DLC2.1.9 seems to analyze videos on GPU, but writes no .h5 files (Windows 10)

Dear all,

I am struggling to get single animal DLC2.1.9 to work on Windows 10 with GeForce RTX 3070 GPU.

For some background: I first installed the latest GPU drivers (461.92) using NVIDIA GeForce Experience. Next, I installed the latest CUDA toolkit, following the guide here. I also had to manually install Microsoft Visual Studio 2019 with added workload "Desktop Development with C++”. CUDA installed fine, which I checked by passing nvcc -V in cmd; I attach the output here as reference:
screen3

Lastly, I installed deeplabcut through the provided anaconda environment: conda env create -f DLC-GPU.yaml.

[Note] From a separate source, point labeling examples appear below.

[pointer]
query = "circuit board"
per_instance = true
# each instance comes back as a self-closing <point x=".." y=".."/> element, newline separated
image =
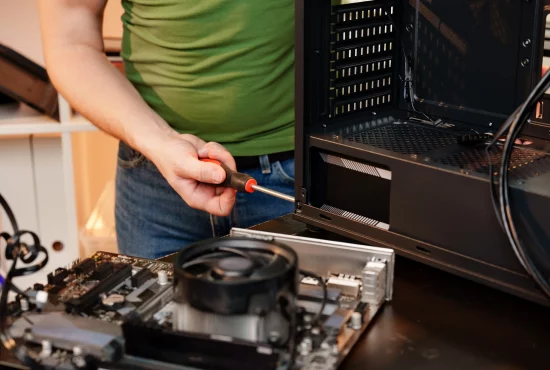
<point x="102" y="293"/>
<point x="110" y="286"/>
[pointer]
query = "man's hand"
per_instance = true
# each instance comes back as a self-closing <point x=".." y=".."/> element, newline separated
<point x="178" y="159"/>
<point x="77" y="65"/>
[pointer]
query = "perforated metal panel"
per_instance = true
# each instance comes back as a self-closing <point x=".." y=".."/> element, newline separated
<point x="362" y="46"/>
<point x="404" y="138"/>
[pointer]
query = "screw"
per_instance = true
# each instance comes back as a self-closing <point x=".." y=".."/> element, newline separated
<point x="274" y="337"/>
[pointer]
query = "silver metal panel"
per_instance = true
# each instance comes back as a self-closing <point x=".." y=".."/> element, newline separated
<point x="325" y="257"/>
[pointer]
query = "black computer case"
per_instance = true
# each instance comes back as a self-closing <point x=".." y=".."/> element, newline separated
<point x="372" y="166"/>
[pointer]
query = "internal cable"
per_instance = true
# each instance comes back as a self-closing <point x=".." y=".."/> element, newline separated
<point x="28" y="255"/>
<point x="408" y="81"/>
<point x="500" y="195"/>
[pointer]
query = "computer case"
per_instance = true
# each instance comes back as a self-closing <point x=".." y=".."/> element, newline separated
<point x="376" y="166"/>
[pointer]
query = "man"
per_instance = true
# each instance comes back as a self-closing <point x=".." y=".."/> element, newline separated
<point x="204" y="79"/>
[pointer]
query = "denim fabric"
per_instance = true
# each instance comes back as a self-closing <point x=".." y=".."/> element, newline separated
<point x="152" y="220"/>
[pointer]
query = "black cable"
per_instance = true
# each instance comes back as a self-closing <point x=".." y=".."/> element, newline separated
<point x="28" y="255"/>
<point x="409" y="89"/>
<point x="317" y="318"/>
<point x="500" y="196"/>
<point x="10" y="214"/>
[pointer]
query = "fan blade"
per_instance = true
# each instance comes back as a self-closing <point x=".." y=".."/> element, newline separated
<point x="275" y="267"/>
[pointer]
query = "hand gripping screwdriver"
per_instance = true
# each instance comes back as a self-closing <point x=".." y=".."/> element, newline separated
<point x="245" y="183"/>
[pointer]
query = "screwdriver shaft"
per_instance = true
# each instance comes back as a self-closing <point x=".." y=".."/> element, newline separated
<point x="273" y="193"/>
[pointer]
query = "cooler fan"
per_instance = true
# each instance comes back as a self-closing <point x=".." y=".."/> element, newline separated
<point x="242" y="288"/>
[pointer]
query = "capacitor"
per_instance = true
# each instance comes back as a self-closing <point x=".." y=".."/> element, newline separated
<point x="113" y="302"/>
<point x="356" y="320"/>
<point x="24" y="304"/>
<point x="162" y="277"/>
<point x="46" y="348"/>
<point x="305" y="347"/>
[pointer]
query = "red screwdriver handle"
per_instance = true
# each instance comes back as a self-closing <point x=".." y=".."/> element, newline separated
<point x="235" y="180"/>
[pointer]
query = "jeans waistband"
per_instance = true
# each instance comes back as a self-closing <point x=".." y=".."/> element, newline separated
<point x="244" y="163"/>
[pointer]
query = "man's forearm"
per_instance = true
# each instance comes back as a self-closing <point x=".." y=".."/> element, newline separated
<point x="73" y="48"/>
<point x="103" y="95"/>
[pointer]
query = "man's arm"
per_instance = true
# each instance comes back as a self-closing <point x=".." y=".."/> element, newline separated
<point x="79" y="69"/>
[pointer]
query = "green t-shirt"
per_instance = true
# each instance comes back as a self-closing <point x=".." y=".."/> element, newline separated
<point x="219" y="69"/>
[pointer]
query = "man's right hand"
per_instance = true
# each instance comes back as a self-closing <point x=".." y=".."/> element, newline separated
<point x="178" y="159"/>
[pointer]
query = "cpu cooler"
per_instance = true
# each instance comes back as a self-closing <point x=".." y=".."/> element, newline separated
<point x="238" y="288"/>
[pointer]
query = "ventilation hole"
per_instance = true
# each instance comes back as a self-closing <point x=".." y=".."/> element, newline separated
<point x="423" y="250"/>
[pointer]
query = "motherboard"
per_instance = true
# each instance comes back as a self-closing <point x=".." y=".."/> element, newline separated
<point x="111" y="310"/>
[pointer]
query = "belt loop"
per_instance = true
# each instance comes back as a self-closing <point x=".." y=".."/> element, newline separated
<point x="265" y="165"/>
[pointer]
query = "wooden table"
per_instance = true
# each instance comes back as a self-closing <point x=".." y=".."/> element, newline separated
<point x="438" y="321"/>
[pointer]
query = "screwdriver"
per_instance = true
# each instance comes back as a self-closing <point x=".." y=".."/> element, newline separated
<point x="245" y="183"/>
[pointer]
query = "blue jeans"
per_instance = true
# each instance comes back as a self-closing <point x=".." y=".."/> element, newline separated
<point x="152" y="220"/>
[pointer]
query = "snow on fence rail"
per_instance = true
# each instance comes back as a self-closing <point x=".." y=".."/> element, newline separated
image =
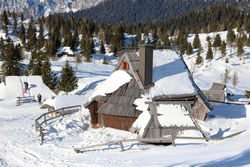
<point x="25" y="99"/>
<point x="48" y="116"/>
<point x="170" y="139"/>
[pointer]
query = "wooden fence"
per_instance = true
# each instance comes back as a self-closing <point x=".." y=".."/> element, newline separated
<point x="48" y="116"/>
<point x="25" y="99"/>
<point x="170" y="139"/>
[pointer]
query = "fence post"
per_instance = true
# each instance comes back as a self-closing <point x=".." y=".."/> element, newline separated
<point x="121" y="146"/>
<point x="44" y="117"/>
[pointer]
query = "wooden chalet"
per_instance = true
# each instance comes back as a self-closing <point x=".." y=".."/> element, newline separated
<point x="217" y="92"/>
<point x="118" y="110"/>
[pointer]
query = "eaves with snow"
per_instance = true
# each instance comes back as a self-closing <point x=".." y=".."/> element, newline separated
<point x="150" y="93"/>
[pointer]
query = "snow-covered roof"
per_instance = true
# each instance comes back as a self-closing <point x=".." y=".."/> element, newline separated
<point x="112" y="83"/>
<point x="64" y="101"/>
<point x="170" y="75"/>
<point x="65" y="50"/>
<point x="173" y="115"/>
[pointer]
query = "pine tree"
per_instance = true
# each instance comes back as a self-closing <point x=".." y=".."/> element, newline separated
<point x="196" y="42"/>
<point x="209" y="52"/>
<point x="230" y="35"/>
<point x="41" y="37"/>
<point x="235" y="79"/>
<point x="37" y="69"/>
<point x="47" y="74"/>
<point x="217" y="41"/>
<point x="223" y="48"/>
<point x="105" y="61"/>
<point x="78" y="59"/>
<point x="240" y="50"/>
<point x="68" y="81"/>
<point x="11" y="64"/>
<point x="199" y="59"/>
<point x="22" y="34"/>
<point x="102" y="48"/>
<point x="247" y="94"/>
<point x="189" y="49"/>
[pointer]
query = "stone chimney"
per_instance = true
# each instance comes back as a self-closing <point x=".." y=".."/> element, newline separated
<point x="146" y="65"/>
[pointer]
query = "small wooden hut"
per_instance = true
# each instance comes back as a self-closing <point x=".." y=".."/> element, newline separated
<point x="117" y="109"/>
<point x="217" y="92"/>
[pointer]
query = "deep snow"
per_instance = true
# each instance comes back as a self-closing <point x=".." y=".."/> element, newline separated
<point x="20" y="143"/>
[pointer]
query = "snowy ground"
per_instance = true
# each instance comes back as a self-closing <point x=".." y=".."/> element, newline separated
<point x="20" y="143"/>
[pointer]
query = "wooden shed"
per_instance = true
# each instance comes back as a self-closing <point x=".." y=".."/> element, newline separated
<point x="217" y="92"/>
<point x="117" y="109"/>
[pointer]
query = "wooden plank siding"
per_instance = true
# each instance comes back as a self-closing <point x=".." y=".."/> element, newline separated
<point x="116" y="122"/>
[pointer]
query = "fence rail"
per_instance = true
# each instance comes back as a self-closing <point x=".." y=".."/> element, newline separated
<point x="48" y="116"/>
<point x="25" y="99"/>
<point x="170" y="139"/>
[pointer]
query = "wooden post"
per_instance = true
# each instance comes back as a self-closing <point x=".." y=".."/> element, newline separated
<point x="173" y="142"/>
<point x="121" y="146"/>
<point x="44" y="117"/>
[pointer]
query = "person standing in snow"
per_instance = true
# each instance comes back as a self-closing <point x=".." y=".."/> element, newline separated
<point x="39" y="97"/>
<point x="26" y="85"/>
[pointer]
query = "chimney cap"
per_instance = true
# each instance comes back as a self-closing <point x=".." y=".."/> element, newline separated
<point x="146" y="45"/>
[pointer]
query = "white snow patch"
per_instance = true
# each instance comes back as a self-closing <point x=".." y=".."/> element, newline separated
<point x="117" y="79"/>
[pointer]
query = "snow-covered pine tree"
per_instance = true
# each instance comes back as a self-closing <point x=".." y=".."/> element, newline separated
<point x="189" y="49"/>
<point x="68" y="81"/>
<point x="235" y="79"/>
<point x="209" y="52"/>
<point x="223" y="48"/>
<point x="11" y="64"/>
<point x="196" y="42"/>
<point x="22" y="34"/>
<point x="102" y="48"/>
<point x="48" y="77"/>
<point x="240" y="50"/>
<point x="105" y="61"/>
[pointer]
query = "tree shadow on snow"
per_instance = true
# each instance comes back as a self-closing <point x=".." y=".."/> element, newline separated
<point x="88" y="87"/>
<point x="115" y="146"/>
<point x="235" y="160"/>
<point x="229" y="111"/>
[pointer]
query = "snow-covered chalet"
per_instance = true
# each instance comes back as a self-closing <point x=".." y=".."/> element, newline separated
<point x="150" y="93"/>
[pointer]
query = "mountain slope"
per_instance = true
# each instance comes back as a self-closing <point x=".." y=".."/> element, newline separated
<point x="132" y="11"/>
<point x="37" y="8"/>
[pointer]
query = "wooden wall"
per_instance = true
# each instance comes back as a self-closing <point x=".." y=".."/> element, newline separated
<point x="116" y="122"/>
<point x="93" y="108"/>
<point x="199" y="110"/>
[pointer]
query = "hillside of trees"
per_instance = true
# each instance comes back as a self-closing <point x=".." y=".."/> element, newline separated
<point x="145" y="11"/>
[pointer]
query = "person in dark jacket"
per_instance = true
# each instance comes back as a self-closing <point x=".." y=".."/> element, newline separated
<point x="39" y="97"/>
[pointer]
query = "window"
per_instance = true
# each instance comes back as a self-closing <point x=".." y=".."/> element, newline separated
<point x="125" y="66"/>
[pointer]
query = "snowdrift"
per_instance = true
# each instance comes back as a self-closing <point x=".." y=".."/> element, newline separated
<point x="15" y="84"/>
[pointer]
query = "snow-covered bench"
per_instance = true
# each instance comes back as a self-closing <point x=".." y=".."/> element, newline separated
<point x="26" y="99"/>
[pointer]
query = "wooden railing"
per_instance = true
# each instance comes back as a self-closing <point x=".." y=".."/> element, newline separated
<point x="48" y="116"/>
<point x="24" y="99"/>
<point x="170" y="139"/>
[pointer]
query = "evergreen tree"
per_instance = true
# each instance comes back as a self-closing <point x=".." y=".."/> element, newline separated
<point x="47" y="74"/>
<point x="68" y="81"/>
<point x="196" y="42"/>
<point x="230" y="35"/>
<point x="37" y="69"/>
<point x="209" y="52"/>
<point x="247" y="94"/>
<point x="199" y="59"/>
<point x="22" y="34"/>
<point x="240" y="50"/>
<point x="223" y="48"/>
<point x="41" y="37"/>
<point x="105" y="61"/>
<point x="11" y="64"/>
<point x="189" y="49"/>
<point x="217" y="41"/>
<point x="102" y="48"/>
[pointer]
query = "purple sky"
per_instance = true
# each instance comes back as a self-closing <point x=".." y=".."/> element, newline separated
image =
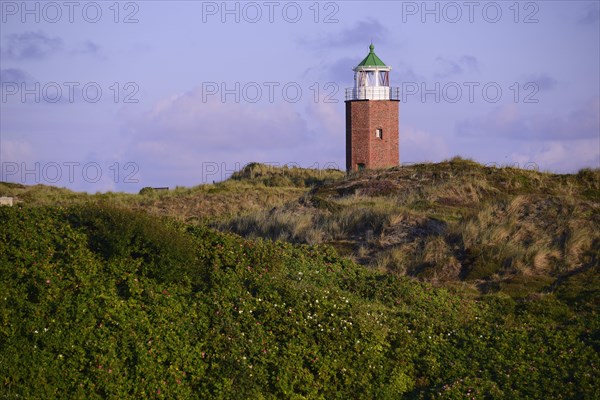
<point x="99" y="97"/>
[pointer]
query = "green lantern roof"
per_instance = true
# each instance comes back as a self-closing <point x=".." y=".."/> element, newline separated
<point x="371" y="60"/>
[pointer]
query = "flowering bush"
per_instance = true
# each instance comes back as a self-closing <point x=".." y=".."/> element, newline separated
<point x="100" y="302"/>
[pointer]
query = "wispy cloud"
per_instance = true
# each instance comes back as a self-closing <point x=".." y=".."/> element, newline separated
<point x="15" y="75"/>
<point x="31" y="46"/>
<point x="359" y="33"/>
<point x="508" y="122"/>
<point x="542" y="80"/>
<point x="448" y="67"/>
<point x="87" y="47"/>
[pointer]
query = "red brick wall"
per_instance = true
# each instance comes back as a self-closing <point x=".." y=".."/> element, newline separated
<point x="363" y="117"/>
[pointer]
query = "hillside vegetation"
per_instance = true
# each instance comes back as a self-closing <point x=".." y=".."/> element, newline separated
<point x="447" y="280"/>
<point x="104" y="302"/>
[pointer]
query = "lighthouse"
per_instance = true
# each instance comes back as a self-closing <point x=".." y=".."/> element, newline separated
<point x="372" y="117"/>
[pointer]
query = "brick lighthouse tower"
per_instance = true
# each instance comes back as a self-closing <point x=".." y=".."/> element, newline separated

Here is where the issues start, however. I am running my code from a Jupyter notebook: I first activate DLC-GPU environment from anaconda command prompt then simply call jupyter notebook from my work directory. When I run deeplabcut.analyze_videos, I notice very strange behavior: it looks like the GPU is engaged and the video is found and being analyzed, as seen from the below screenshot:

For reference, I also attach the terminal output:

However, once the process finishes, no .h5 files are written to the specified directory. Additionally, the whole process seems incredibly slow - the program looks to be frozen both at Initializing Resnet and Starting to extract posture. I made sure to format filepaths in Windows syntax (besides, if any paths would be wrong, the program would complain about missing files).

I tried running the same code from IPython, testing if perhaps running through Jupyter IDE might be a problem; similarly to above, the program is simply frozen at Starting to extract posture for a very long time:

After about 5-10 min, the program suddenly shoots through all the videos in the directory, but from the progress bar, it doesn’t seem it analyzed them:

For reference, I use exactly the same code (also run from Jupyter notebook) on another Ubuntu 20 machine with NVIDIA TITAN V GPU (Driver Version: 450.102.04, CUDA Version: 11.0) and out of the box deeplabcut (that is, installed from DLC-GPU.yaml environment file). The DLC network was trained on this machine, after which I moved the neural network to the Windows machine in question by copying config.yaml file and the dlc-model that I am using for analysis into my work directory. I kept the DLC project folder structure the same as when it was first created with dlc.create_new_project; in other words, I only have dlc_project/config.yaml and dlc_project/dlc-models/iteration-X on the Windows machine. Lastly, I also changed the project path to the Windows path (and path format) in the config.yaml file.

I haven’t got a clue why it doesn’t work, especially because no specific errors seem to crop up. Any ideas?

Many, many thanks for the awesome support and work you are doing!

UPDATE: I replaced Windows 10 with Ubuntu 20.04 LTS. Next, I tried 2 things:

  1. I downgraded the driver to 450, as this automatically installs CUDA 11.0. The GPU apparently only supports 460, so that’s not an option.
  2. I downgraded CUDA to 11.0, keeping the driver at 460. Whereas the strange behavior described above is still the same (the code seems frozen for several minutes at Initializing ResNet and Starting to extract posture), the following error now cropped up: Could not create cudnn handle: CUDNN_STATUS_INTERNAL_ERROR

Replied on Gitter. There is no way for tensorflow 1.x to work with 3000 series card. If you want to use 3070 you have to use deeplabcut-core.

1 Like